= Evert Sodergren =

Furniture maker based in Seattle, Washington, USA

Evert Sodergren (July 19, 1920 – June 8, 2013) was a leading studio furniture maker based in Seattle. He taught for many years in the School of Art at the University of Washington.

Evert Sodergren was born and raised in Seattle. He is a fourth generation woodworker in his family. At age 15, he started working in his father's furniture shop and learned the basics of furniture making and cabinetry. After high school he took evening classes in production drafting and worked as a drafter during World War II. In 1947, when his father returned to Sweden, Sodergren continued the business on his own.
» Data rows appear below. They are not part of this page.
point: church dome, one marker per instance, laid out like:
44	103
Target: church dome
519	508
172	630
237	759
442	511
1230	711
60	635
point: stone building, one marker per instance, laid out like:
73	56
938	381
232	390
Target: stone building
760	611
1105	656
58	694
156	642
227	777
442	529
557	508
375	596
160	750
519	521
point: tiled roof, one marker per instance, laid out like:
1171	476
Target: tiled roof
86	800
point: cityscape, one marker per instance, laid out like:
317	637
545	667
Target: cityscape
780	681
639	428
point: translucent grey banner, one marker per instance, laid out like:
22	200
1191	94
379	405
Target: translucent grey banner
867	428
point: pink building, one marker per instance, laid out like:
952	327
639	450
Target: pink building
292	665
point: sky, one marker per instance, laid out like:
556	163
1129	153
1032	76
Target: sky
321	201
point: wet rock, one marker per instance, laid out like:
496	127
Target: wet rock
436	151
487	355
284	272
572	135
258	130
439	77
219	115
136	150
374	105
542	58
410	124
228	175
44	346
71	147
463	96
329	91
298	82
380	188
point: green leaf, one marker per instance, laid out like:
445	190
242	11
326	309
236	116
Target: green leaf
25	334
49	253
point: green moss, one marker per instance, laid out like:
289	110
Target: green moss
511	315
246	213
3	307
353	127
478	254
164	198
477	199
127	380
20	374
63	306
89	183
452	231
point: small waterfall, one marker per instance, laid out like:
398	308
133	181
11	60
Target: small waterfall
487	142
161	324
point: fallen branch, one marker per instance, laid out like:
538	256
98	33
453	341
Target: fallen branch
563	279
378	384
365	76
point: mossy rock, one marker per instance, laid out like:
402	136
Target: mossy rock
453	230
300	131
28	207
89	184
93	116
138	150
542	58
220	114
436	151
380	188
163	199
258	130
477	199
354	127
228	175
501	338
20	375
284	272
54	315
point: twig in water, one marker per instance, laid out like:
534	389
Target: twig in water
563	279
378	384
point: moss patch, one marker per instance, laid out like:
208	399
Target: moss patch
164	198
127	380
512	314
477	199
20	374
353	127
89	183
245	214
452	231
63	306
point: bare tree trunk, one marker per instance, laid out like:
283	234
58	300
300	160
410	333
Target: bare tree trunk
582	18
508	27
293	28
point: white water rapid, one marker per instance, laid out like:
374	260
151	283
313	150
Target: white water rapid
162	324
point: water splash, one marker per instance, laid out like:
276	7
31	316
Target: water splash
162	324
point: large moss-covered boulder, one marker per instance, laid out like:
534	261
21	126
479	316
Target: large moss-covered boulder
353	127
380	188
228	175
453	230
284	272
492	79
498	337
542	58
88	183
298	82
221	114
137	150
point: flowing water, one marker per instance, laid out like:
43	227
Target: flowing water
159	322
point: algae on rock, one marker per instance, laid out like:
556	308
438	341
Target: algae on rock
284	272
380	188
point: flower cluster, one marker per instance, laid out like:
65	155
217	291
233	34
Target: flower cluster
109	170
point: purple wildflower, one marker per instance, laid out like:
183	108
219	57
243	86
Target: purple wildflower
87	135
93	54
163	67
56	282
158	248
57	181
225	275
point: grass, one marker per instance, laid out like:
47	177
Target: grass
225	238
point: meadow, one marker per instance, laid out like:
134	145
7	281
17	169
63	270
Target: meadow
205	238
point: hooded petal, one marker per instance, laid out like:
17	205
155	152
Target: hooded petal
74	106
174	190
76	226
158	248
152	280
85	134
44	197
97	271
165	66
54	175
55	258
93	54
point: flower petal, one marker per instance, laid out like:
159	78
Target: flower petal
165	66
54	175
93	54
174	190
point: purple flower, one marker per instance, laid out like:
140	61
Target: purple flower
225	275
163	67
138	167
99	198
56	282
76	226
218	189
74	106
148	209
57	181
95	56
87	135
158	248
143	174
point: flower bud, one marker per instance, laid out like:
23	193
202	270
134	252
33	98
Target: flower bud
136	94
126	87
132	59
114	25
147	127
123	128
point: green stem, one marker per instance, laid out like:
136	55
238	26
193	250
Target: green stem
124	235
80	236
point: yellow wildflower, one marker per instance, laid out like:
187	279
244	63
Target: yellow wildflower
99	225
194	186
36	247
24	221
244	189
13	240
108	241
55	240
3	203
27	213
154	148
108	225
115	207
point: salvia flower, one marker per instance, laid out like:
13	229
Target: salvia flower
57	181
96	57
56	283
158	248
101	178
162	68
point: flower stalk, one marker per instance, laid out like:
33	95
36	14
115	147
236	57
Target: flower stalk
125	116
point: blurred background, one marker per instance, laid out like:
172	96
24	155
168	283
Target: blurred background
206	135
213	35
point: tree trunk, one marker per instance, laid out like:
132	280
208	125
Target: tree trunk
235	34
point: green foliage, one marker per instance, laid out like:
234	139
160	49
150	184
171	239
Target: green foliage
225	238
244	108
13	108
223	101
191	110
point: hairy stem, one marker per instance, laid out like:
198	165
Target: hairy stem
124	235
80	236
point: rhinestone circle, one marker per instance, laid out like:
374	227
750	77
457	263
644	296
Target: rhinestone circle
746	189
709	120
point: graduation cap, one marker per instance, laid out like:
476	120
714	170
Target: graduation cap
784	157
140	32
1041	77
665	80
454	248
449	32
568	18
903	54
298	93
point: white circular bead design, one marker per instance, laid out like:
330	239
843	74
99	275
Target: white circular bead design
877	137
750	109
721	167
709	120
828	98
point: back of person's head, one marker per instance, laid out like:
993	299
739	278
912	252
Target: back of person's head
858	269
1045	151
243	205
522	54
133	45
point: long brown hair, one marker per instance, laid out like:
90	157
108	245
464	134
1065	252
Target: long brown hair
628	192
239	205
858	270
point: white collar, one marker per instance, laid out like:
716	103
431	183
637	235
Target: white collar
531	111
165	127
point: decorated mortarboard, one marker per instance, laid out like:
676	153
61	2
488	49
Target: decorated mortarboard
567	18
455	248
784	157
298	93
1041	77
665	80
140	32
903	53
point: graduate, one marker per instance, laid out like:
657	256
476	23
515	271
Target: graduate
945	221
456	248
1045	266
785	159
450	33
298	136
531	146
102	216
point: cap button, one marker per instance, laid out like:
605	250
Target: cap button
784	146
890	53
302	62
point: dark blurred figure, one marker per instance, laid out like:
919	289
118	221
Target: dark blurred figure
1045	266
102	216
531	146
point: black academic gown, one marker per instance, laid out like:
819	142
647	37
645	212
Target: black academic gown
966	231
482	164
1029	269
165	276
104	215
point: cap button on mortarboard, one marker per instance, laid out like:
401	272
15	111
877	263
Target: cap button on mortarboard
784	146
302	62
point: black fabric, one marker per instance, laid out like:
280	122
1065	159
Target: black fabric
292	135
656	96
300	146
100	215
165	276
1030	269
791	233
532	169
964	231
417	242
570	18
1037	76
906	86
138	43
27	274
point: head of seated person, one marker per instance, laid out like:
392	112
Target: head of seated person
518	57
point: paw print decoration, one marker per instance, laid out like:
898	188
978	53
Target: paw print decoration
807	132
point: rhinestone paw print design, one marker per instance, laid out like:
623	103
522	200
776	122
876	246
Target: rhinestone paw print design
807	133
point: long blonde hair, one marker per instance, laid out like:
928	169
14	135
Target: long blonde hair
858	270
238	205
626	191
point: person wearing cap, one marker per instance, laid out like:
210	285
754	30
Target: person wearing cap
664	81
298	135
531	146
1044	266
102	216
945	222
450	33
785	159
Sodergren was very interested in the modern furniture being made in Scandinavia in the 1940s and 1950s, and turned away from the historical modes his father had followed. Sodergren was influenced by the work of Hans Wegner, Bruno Mathsson, Finn Juhl, and George Nelson. In the 1950s his work began to be exhibited in the Pacific Northwest and then across the United States.

Sodergren joined the faculty of the School of Art at the University of Washington in 1951, and taught furniture for nearly 30 years.

Sodergren's influence and example helped shape the studio furniture movement in the Pacific Northwest. He was an early participant in the development of Seattle's Northwest Gallery of Fine Woodworking (which continues today as Northwest Woodworkers Gallery).